Winds were supposed to be not over 8mph...however, about 9:30 am, the winds came, as did the white caps, and so went the bite from good to slow. After the previous days trip, we needed to catch 12 fish today to get #30,000 fish, caught on my boat in the last 4 years and 8 months. I started keeping records in January, 2008. Ralph and Chermine did not know I was looking for fish #12. So when Ralph brought #12 into the boat, a blue cat, he commented on it being a nice fish. I reached out, shook his hand, and told him, "not only is it a nice fish, but it is #30,000 on my boat since January 2008"...his reply "WOW"...that is when I told him that he was getting an All Star rod and Shimano AX4000 reel, rigged just as I use them on my boat, right down to the slip cork and hook. And, a bucket of CJ's Crawdad punch bait to go with it. They planned to have fresh fried fish back at camp tonight.

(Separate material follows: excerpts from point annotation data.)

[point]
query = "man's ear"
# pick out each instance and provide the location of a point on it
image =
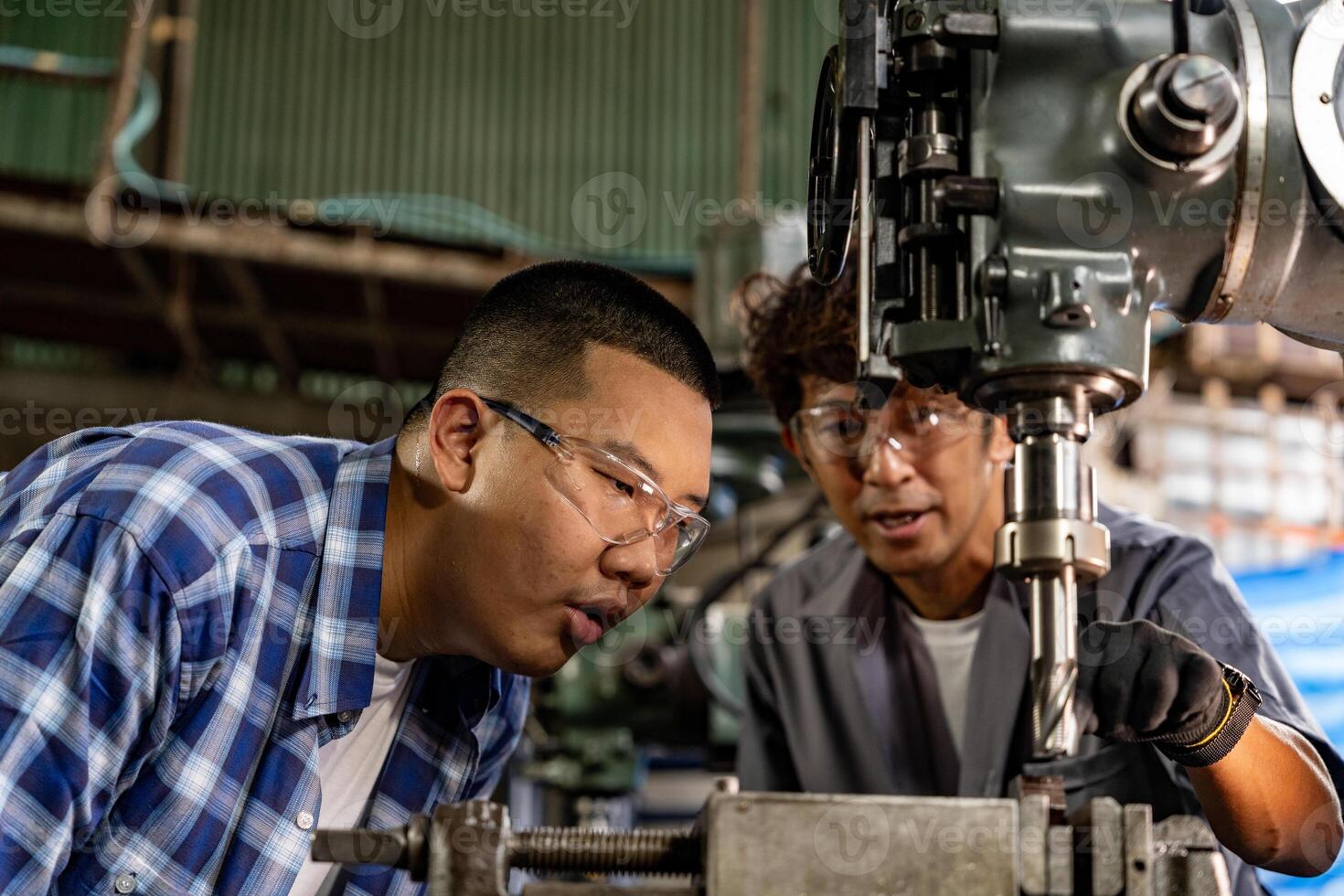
(1000, 443)
(454, 430)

They ended the morning with 30 cats, largest going 7.25#...all fish caught using tight lines, in 8-20 foot water, using CJ's Crawdad punch bait.



































Weldon Kirk
​


----------



## ChuChu (Jan 23, 2010)

That's a lot of filleting on your part! Well done!


----------



## tmt3 (Apr 12, 2007)

Weldon, you are what all guides should strive to be like. Enjoy reading your post!


----------



## shadslinger (Aug 21, 2005)

Good job!


----------



## titleist9 (Jun 14, 2011)

Congrats Weldon , quite an accomplishment


----------



## james79 (Nov 30, 2010)

Wtg Weldon


----------



## Jeffy (Jul 7, 2009)

Great Job Weldon. Thanks for all the wonderful reports and all the help


----------



## 9121SS (Jun 28, 2009)

Congrats Welden.


----------



## gator (May 22, 2004)

Congrats, Now you need to shoot for #60,000


----------



## Law Dog (Jul 27, 2010)

Congraulations too both of you!


----------



## CoastalOutfitters (Aug 20, 2004)

wow, very nice


----------



## skipjack express (May 11, 2010)

Outstanding anyone who fishes for cats should take atleast one trip with Weldon.


----------



## Fishon21 (Jul 16, 2010)

*somerville*

Hey Catfish King

We were there sunday night all night it was windy and slow all night , did manage a hand full of catfish and two crappie at daybrake we got out of there around 8 am and had some big pancakes up the road at the bait house cafe.
would you please pm me with some prices on a trip
Thanks Terry:texasflag


----------



## Jeffy (Jul 7, 2009)

Fishon21 said:


> Hey Catfish King
> 
> We were there sunday night all night it was windy and slow all night , did manage a hand full of catfish and two crappie at daybrake we got out of there around 8 am and had some big pancakes up the road at the bait house cafe.
> would you please pm me with some prices on a trip
> Thanks Terry:texasflag


Terry Weldon's web site is www.*fishtales*-*guides*ervice.com/. He is a Great guide to fish with. I have had lots of fun


----------



## redneck91 (May 19, 2012)

That's 2 cool! Congrats all around


----------



## kVaV (Mar 8, 2012)

Congrats! Great accomplishment!


----------



## tbone2374 (Feb 27, 2010)

Congratulations, Weldon!


----------



## TexasCowboy (Jul 7, 2011)

Congratulations, you have to be one of the most consistent catfisherman, I have ever seen. Great Job!!


----------